Just like the old 100mpg carburetor legend. I can promise you there’s no such thing. Why? Simple. It would make trillions of dollars. If Ford had it, they’d crush everybody. If some businessman had it, he could go to any investment banker and they’d give him billions to start a company.
rider237 (Who am I?)
1 year ago
as someone noted, autism occurs more often in educated, upper income families. what do these families have in common….even more than cell phone and router? they have working parents who put their kids in the day after they are born. where a poorer woman might have a family daycare setting, or a relative to watch kids, these “super moms” put the kids in professional daycare where they can be bombarded with educational toys, classical music, and a second language. the only thing missing is physical contact and love. i realize that this is not a PC observation, but it makes more sense to me than the router business. oh, and get rid of those baby carriers. that’s what arms and hips are for.
Ster (Who am I?)
1 year ago
Global warming causes more plants and faster plant growth! Plants cause cooling!
….wait a minute!!
Jarabitha (Who am I?)
1 year ago
This story is a hoax.
Krzysztof Kuklinski (Who am I?)
1 year ago
Text of Study dr. Carlo is here:
http://groups.google.de/group/mobilfunk_newsletter/browse_thread/thread/db4184b562dce0d5
Chuck Woolery (Who am I?)
1 year ago
Autism is evolution. Why doesn’t anyone suspect that the suburban middle class in America is breeding retards through natural selection? A race of middle managers living in subdivisions doesn’t need a strong reproductive impetus for the production of physically and mentally robust children.
Michelle (Who am I?)
1 year ago
The cases of Autism have increased in our children as a result of these so-called “mandatory” vaccinations that poison their young brains and bodies–not as a result of WiFi. Though, with recent studies confirming the use of cell phones linked to abnormal brain tumors, I’m sure that WiFi is doing a significant bit of damage to ALL of us as well.

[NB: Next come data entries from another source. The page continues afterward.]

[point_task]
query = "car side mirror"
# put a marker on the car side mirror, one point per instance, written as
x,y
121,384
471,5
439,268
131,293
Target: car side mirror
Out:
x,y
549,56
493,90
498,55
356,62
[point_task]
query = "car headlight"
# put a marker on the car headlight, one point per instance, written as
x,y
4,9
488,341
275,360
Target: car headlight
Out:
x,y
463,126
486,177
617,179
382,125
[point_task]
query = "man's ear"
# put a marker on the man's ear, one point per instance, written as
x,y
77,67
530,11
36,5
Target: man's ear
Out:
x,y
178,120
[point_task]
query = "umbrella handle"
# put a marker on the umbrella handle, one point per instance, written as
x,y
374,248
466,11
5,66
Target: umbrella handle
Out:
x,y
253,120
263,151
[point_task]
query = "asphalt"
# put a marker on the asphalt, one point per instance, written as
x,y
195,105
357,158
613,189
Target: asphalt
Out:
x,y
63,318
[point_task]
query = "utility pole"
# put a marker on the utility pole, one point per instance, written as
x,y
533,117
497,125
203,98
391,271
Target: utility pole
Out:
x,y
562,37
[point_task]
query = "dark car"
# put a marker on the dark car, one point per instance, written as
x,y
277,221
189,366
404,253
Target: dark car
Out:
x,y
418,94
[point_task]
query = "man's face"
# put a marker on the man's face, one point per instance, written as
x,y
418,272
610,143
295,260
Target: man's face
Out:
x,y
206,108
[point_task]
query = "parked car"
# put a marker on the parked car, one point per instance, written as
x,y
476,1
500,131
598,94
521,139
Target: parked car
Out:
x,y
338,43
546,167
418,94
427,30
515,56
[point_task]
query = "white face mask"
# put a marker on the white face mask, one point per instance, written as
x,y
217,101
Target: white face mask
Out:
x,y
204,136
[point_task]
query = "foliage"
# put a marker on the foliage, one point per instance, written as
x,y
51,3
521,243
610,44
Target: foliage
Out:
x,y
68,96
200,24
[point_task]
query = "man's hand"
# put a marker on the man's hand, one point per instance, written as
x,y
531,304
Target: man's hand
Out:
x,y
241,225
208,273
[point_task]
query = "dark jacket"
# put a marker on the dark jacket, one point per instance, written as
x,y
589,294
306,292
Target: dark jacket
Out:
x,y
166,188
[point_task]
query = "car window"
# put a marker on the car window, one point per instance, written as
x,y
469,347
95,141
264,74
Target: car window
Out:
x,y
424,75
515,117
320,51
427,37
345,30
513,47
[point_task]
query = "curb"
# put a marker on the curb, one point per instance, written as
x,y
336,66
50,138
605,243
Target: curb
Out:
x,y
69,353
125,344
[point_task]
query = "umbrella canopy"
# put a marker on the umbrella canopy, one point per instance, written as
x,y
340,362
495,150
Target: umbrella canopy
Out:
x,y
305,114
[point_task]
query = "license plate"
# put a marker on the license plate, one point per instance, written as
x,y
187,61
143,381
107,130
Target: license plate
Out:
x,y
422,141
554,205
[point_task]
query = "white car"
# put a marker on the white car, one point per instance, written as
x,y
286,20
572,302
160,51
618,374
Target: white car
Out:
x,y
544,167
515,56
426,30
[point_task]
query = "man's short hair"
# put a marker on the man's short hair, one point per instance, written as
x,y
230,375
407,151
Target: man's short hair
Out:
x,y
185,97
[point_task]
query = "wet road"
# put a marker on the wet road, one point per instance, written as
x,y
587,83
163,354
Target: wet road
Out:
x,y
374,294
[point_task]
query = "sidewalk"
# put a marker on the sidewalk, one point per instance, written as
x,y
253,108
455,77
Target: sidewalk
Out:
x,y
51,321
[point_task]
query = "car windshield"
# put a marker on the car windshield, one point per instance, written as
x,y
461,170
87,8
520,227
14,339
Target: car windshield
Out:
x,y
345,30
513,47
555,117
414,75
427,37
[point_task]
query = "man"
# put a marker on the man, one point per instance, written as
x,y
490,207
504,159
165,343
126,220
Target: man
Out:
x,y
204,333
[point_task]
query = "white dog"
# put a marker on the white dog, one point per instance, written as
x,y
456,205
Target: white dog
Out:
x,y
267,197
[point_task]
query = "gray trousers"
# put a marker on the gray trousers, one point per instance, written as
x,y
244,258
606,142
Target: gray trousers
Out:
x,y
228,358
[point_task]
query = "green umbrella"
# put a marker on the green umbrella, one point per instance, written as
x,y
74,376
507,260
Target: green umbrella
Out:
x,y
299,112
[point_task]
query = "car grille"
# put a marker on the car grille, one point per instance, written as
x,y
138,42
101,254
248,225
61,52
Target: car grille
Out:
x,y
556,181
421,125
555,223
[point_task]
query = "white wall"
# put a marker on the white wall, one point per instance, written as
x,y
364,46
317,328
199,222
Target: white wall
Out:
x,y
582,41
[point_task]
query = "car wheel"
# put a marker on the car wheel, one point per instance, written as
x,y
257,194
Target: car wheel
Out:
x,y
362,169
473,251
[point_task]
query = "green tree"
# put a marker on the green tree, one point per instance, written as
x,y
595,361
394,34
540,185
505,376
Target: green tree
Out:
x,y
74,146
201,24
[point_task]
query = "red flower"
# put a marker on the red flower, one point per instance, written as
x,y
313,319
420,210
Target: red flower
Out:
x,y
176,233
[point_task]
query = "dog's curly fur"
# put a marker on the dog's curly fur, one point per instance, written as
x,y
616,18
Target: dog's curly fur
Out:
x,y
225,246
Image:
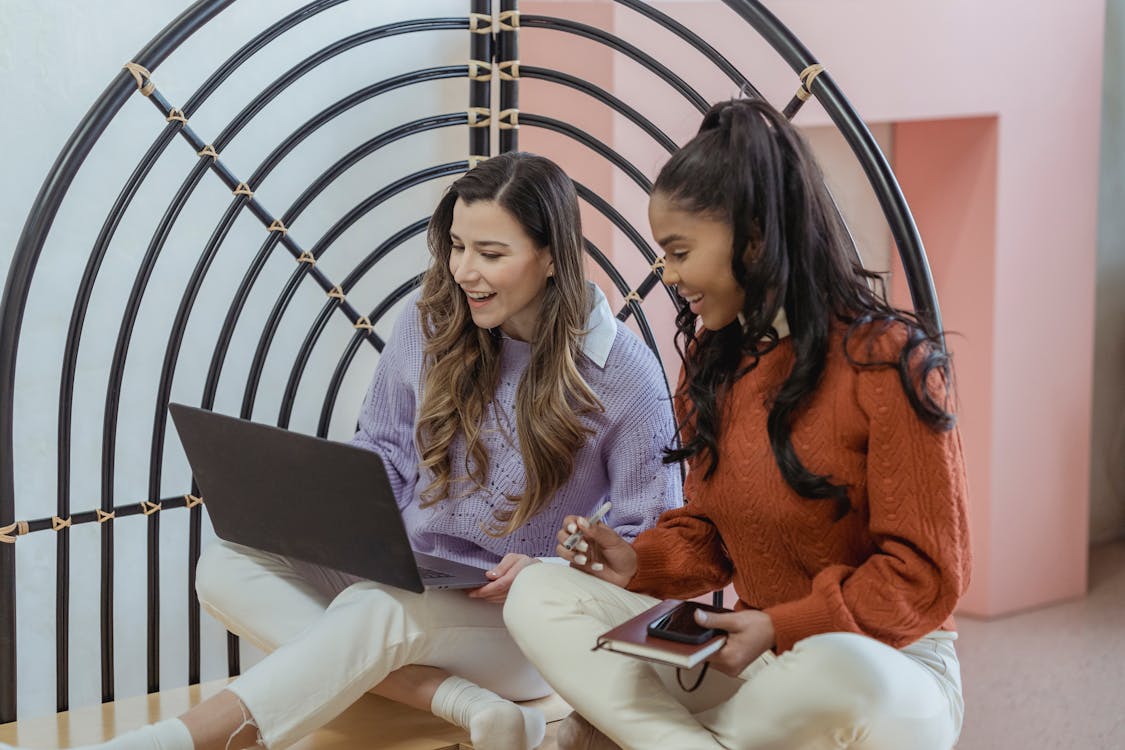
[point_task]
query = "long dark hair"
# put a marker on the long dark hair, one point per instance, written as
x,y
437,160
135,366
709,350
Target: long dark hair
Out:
x,y
462,361
750,168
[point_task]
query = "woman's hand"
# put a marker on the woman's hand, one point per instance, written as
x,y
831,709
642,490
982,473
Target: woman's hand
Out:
x,y
502,577
601,552
749,634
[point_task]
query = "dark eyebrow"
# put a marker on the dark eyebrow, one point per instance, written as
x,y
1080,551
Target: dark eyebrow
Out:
x,y
664,242
483,243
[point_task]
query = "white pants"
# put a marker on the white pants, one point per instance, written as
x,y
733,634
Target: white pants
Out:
x,y
334,636
831,690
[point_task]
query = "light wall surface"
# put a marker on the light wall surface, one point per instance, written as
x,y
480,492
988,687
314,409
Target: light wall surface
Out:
x,y
992,123
1020,142
55,60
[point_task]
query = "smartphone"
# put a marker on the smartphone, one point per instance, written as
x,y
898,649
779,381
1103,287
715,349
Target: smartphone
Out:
x,y
680,624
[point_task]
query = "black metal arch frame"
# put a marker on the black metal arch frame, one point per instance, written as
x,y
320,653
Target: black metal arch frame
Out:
x,y
493,39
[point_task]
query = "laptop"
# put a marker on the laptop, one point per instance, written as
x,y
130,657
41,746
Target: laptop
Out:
x,y
308,498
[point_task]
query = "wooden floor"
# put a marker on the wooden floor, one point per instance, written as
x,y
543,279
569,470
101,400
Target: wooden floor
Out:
x,y
371,723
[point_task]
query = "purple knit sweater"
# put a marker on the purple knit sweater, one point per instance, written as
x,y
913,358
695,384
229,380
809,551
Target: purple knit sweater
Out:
x,y
620,461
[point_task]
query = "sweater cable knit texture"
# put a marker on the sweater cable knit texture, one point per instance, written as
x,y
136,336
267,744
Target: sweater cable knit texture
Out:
x,y
893,568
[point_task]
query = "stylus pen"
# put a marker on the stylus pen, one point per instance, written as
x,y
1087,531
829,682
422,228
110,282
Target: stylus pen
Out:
x,y
599,514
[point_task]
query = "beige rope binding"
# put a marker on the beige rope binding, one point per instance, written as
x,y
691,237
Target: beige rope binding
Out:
x,y
475,70
142,77
808,75
7,534
477,19
479,116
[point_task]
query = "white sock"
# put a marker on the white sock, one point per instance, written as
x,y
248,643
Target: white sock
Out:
x,y
493,722
169,734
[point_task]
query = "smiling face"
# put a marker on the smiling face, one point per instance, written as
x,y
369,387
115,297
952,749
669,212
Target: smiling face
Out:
x,y
501,270
698,255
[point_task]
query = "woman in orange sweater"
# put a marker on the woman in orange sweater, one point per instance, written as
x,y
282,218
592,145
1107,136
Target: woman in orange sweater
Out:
x,y
826,481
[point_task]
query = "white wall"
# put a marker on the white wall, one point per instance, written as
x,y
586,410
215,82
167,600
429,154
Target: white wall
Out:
x,y
55,59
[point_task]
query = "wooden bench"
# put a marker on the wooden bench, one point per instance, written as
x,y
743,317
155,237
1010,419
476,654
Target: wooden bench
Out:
x,y
371,722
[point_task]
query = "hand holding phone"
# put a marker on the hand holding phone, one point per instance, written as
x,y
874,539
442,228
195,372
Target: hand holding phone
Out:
x,y
680,624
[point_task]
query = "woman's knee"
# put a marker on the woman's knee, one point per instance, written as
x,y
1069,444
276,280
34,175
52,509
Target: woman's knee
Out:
x,y
536,589
215,585
848,663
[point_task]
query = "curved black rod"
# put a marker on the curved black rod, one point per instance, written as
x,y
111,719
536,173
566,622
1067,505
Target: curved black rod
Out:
x,y
590,142
234,312
339,47
12,306
163,394
597,35
300,361
349,353
133,306
480,48
871,157
696,42
338,376
93,264
605,209
74,336
602,96
271,323
623,288
507,52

That said…do a little research people. http://www.ewg.org
Look up the preservative Thimerosal. *it’s mercury–mercury is a known poison. Look at the rates of autism in comparison to the use of this preservative in our vaccinations.
Think about the average toddler’s first few years of life and how many times we pump them full of this crap that is “supposed to” help them live longer, stronger and healthier lives.
It is important to look into these things that we so often, too quickly commit to as truth simply because someone else has checked it out–it is important to do your own reading. Sometimes the REAL answers are scary, that doesn’t mean that we cannot move past that fear and find light and hope.